In 2009, a Mukesh Ambani group entity took control of NDTV under the guise of a loan agreement. The plan was to find a buyer in “three to five years”. No buyer has been found so far and effectively, NDTV is controlled by the Ambanis
In July 2009, Vishvapradhan Commercial Pvt Ltd, a company associated with Reliance Industries Ltd (RIL) gave a loan of Rs350 crore without any interest to NDTV’s Prannoy Roy, his wife Radhika Roy and their private holding company RRPR Holding Pvt Ltd. This was a bailout-cum-takeover in the guise of a loan.
The sole purpose of the loan was to repay funding obtained by Roys obtained from a bank, which is barred by the market regulator. Under the agreement signed on 21 July 2009, the Roys were to issue a convertible warrant that equals to 99.9% of the “fully diluted equity share capital of the borrowers (the Roys and RRPR Holdings) at the time of conversion” and the Ambani group agreed to limit their aggregate shareholding to 26%.
Let us unravel for you this wonderfully structured “loan document” which effectively allowed Ambani to take over the company with a few key clauses.
1. Clause 6 of the agreement talks about the warrant; the details of what this mean are a part of Schedule 1, under terms of the warrant. This says “at the sole option of the lender (Ambanis)”, the warrant can be converted into the underlying equity shares “at any time during the tenure of the loan or thereafter without requiring any further act or deed on the part of the lender”. An agreement, which allows the lender to convert a warrant into share even after the tenure of the loan, can only be a sale.
2. The loan/sale had two conditions. First that the Roys would have to transfer 26% of their equity to RRPR Holdings through the sale of 1.63 crore equity shares. Secondly, that a company called NDTV Four Holdings Ltd, would invest $85 million in NDTV Studios Pvt Ltd and this would be brought into the parent company NDTV through a merger or some other means. The agreement does not go into details about what is this holding company and why the pre-condition of bring back $85 million to India, but we learn this is under investigation.
3. Another clue that this loan is actually a sale is in Clause 11. It says that the borrower RRPR Holdings will have only three directors; of these, the lender (read Ambani group) will nominate one. More importantly, there can be no quorum unless this nominee director is present at every board meeting. Of course, there is also an undertaking that the lender will not interfere with the editorial policies of NDTV, but we can surmise how effectively that would work.
4. Clause 19 is titled “Mutual Endeavour”. It says that over the next three to five years the Ambani group and RRPR would look for a “stable” and “reliable” buyer for RRPR who will “maintain the brand and the credibility of NDTV”. It is now over five years since the agreement was signed, which explains the rumours about the possible sale of this crucial holding that is key to the ownership of NDTV. But it also raises another question: were the Ambanis only bailing out NDTV for someone else? Ambani also owns Network 18 group and reportedly has stakes or has offered similar friendly bailout loans to several other media groups, making it among the largest media owners in India.

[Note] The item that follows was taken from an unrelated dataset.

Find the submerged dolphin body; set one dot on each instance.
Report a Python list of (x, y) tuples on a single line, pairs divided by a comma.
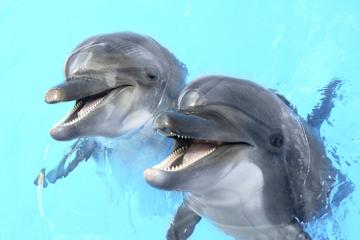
[(119, 82), (245, 160)]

5. Now let us look at some more corroboration. The agreement on behalf of Vishvapradhan Commercial is signed by Mr KR Raja. A simple google search
shows that Mr Raja is the same person, whose private telephonic conversation with lobbyist Niira Radia led to Reliance Industries issuing a profuse apology in June 2011, to P Chidambaram, the then Home Minister. More about Vishvapradhan Commercial’s transactions and its connection with Reliance is available in this report in Newlaundry and e-magazine
. Mr Raja also figures in connection with RIL’s purchase of a stake in NewsX, which was subject of an investigation by the Serious Fraud Investigation Office (SFIO). This was reported by a media website called The Hoot
6. Everybody knows that a loan agreement is concerned about interest and not valuation. This one is different. Schedule 3 (2) and sub clauses b, c and d to the loan agreement deals with issues relating to NDTV and the NDTV Group that need “prior written consent” of the Ambani company. It documents the minimum valuation of the group at Rs1,346 crores; any corporate action below this requires the lender’s permission.
7. Other issues that require such consent pertain to the possible amalgamation, consolidation, merger of NDTV with any other entity, buyback of equity, reduction or alteration of its share capital or any action with regard to the share capital where by the promoters cease to be in sole control of NDTV and the NDTV group.
8. These clauses make it very clear that NDTV’s promoters can do almost nothing without the consent of the Ambanis. Curiously, none of this is known to the public or to the shareholders and stock exchanges.
While SEBI has recently imposed a fine of Rs2 crore on NDTV
for a disclosure lapse of I-T notice, the non-disclosure of what it has signed in this loan document appears far more serious.
The iron-clad agreement signed by RRPR and the Roys with Vishvapradhan Commercial in 2009 make it clear that the Ambanis have had complete control over this group. But it is still not clear whether the group is the ultimate beneficial owner.
An email sent to NDTV has elicited no response. This story will be updated if and when we hear from the group.